WTF is SRE Conference is coming in hot for 2022 | Register for updates today!

WTF Is Cloud Native

Kubernetes is Doomed!

What does the future of hosting look like?

If a giant killer heat dome over Seattle isn’t a sign, what is? But are Google, Amazon and Microsoft listening? What are their plans and how do the rest of us fit into them?

In our earlier articles on the future direction of hosting technology (one, two), I talked about the EU commission, who reckon our industry has two problems to solve for climate change: embodied carbon in hardware (we need to make physical stuff last longer) and electricity use in DCs (we need to run on 100% carbon zero electricity).

In this article I’m going to talk about both again and take a look at a recent paper from Google about how they’re hoping to tackle these issues in their own DCs.

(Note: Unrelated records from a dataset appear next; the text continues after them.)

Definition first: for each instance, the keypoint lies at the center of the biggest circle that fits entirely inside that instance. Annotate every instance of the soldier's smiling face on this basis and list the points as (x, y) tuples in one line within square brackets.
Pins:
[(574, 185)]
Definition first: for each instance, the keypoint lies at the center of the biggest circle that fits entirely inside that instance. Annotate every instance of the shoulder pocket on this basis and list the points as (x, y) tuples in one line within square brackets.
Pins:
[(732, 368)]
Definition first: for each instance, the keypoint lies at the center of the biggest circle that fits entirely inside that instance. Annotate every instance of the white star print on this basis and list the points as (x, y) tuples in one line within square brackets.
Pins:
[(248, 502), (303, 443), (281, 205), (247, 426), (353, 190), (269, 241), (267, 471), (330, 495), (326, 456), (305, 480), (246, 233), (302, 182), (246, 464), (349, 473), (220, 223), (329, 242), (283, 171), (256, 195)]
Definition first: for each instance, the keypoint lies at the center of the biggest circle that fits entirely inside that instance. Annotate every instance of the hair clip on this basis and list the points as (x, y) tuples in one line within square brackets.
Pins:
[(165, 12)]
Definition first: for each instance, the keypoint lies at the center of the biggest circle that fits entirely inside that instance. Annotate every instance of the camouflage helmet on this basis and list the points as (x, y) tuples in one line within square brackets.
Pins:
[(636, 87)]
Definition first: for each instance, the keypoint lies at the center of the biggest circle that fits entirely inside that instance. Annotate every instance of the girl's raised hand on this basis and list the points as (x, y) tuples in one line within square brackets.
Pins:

It’s worth looking at Google because for the past 20 years, they’ve been leading the field in efficient DC operations.

But if Google is so engaged in future-proof IT and they invented Kubernetes, why am I certain it’s doomed?

Take a breath

Before we dive into the details, let’s step back and summarise the issue Google is facing up to now and the rest of us will be staring at in horror in less than 5 years:

  • Unless you’re in a country with very substantial nuclear, geothermal, or hydro power, you’ll struggle to get carbon zero electricity all the time. The sun isn’t always out and the wind isn’t always blowing. There are storage solutions, but they aren’t that great. The upshot is most countries are going to have VERY variable electricity pricing and it’ll have to be a behaviour-shifting cost difference, because that’ll be the point. (Capitalism does have some redeeming features and they are likely to be deployed, but for that, you need significant commercial motivation).
  • The expectation has been set by the big players that companies in the tech sector will be zero carbon by 2040 (for hosting, 2030).

That’s going to be tricky. What does Google have to say about it?

Before Kubernetes

Google has been doing programmable infrastructure for a long time, in search of hyper-efficient data centres. In Google DCs, workloads are packed onto machines to use as much of their physical resources as possible, at all times (CPU, bandwidth, network cards, disk space or whatever). This is sometimes described as maximising server density.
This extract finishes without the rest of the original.